Should you Hold your Charitable Contributions and Medical Bills until January 1st?

Tax reform means you have to rethink and retool your tax return. One possibly tax savings opportunity could be holding your 2018 charitable contributions and medical bills until 2019.

The passage last year of the Tax Cuts and Jobs Act has led to uncharted territory for many tax planning issues. Among those issues is charitable donations. Many charities feared that the lack of tax benefits many Americans would see from such donations would lead to a decrease in funds for the charities themselves. This is because the doubling of the standard deduction will lead many taxpayers to use the standard deduction instead of itemizing their deductions like in years past. If the taxpayer doesn’t itemize, they receive no benefit from their charitable giving.
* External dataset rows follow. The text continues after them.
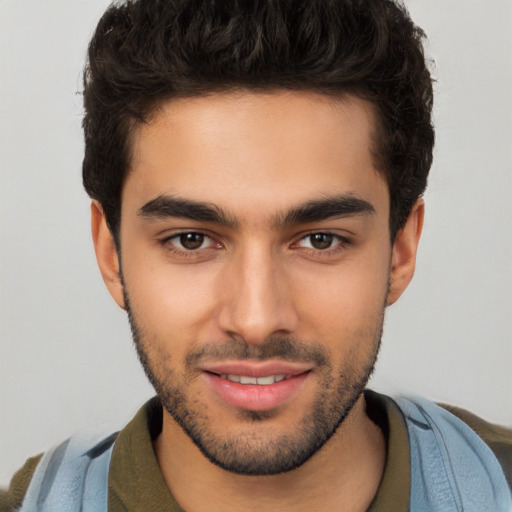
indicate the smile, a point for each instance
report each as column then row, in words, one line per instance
column 258, row 381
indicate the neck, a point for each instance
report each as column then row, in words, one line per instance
column 343, row 475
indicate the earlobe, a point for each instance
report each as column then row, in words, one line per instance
column 403, row 259
column 106, row 253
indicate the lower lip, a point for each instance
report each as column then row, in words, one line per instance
column 253, row 397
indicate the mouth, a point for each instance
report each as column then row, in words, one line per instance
column 256, row 381
column 256, row 386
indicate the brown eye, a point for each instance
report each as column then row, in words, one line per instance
column 191, row 241
column 321, row 241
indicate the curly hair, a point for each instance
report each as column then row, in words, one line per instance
column 145, row 52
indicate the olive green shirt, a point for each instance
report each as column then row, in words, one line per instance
column 136, row 483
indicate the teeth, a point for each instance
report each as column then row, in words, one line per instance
column 261, row 381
Bundling as a Tax Planning Strategy

While this will undoubtedly lead some taxpayers to skip their annual donations, the ones who continue to give can maximize their chances of receiving a benefit by using the strategy of bundling their donations into a single year. By making their annual donation for 2018 in the first week of 2019 and then making their donation for 2019 in the last week of 2019 they will essentially be bundling two years’ worth of donations into a single tax year and therefore maximize the chances of receiving a tax benefit.

This same strategy can be utilized for other itemized deductions that have not been phased out in the new tax law, such as medical expenses. If the taxpayer is looking at significant medical bills as the year ends, they could see a tax savings in 2019 by paying those bills early in the new year and then paying the subsequent bills by 2019 year end. A Taxpayer may also be able to time certain elective procedures so that they occur in a more tax advantageous way. By bundling these costs into a single year, they can significantly raise the chances of exceeding the 7.5% of Adjusted Gross Income threshold over which medical costs can be deducted.
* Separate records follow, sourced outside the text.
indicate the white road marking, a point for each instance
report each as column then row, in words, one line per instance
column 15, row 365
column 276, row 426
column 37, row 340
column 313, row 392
As a hedge at the end of next year, the taxpayer can also have their tax professional run an estimated return. If there will be no benefit based on the estimate, the taxpayer can then make their next charitable donation or pay their medical bills in the following year and continue to use this tactic every year until it pays off. Of course, other itemized deductions like real estate taxes and mortgage interest need to be considered when making a timing decision.

Consult with Your Tax Advisor

While this strategy does not guarantee that the taxpayer will save money on their tax bill, not using the strategies outlined above will significantly reduce the odds of tax savings. The new standard deduction of $12,000 for single filers and $24,000 for joint filers is a high bar for most taxpayers to exceed. According to the people who wrote the Tax Cuts and Jobs Act, this is by design to simplify most Americans’ tax returns. However, there is no downside to using this strategy for the taxpayer and only upside if you do exceed the threshold so it doesn’t hurt to try it out.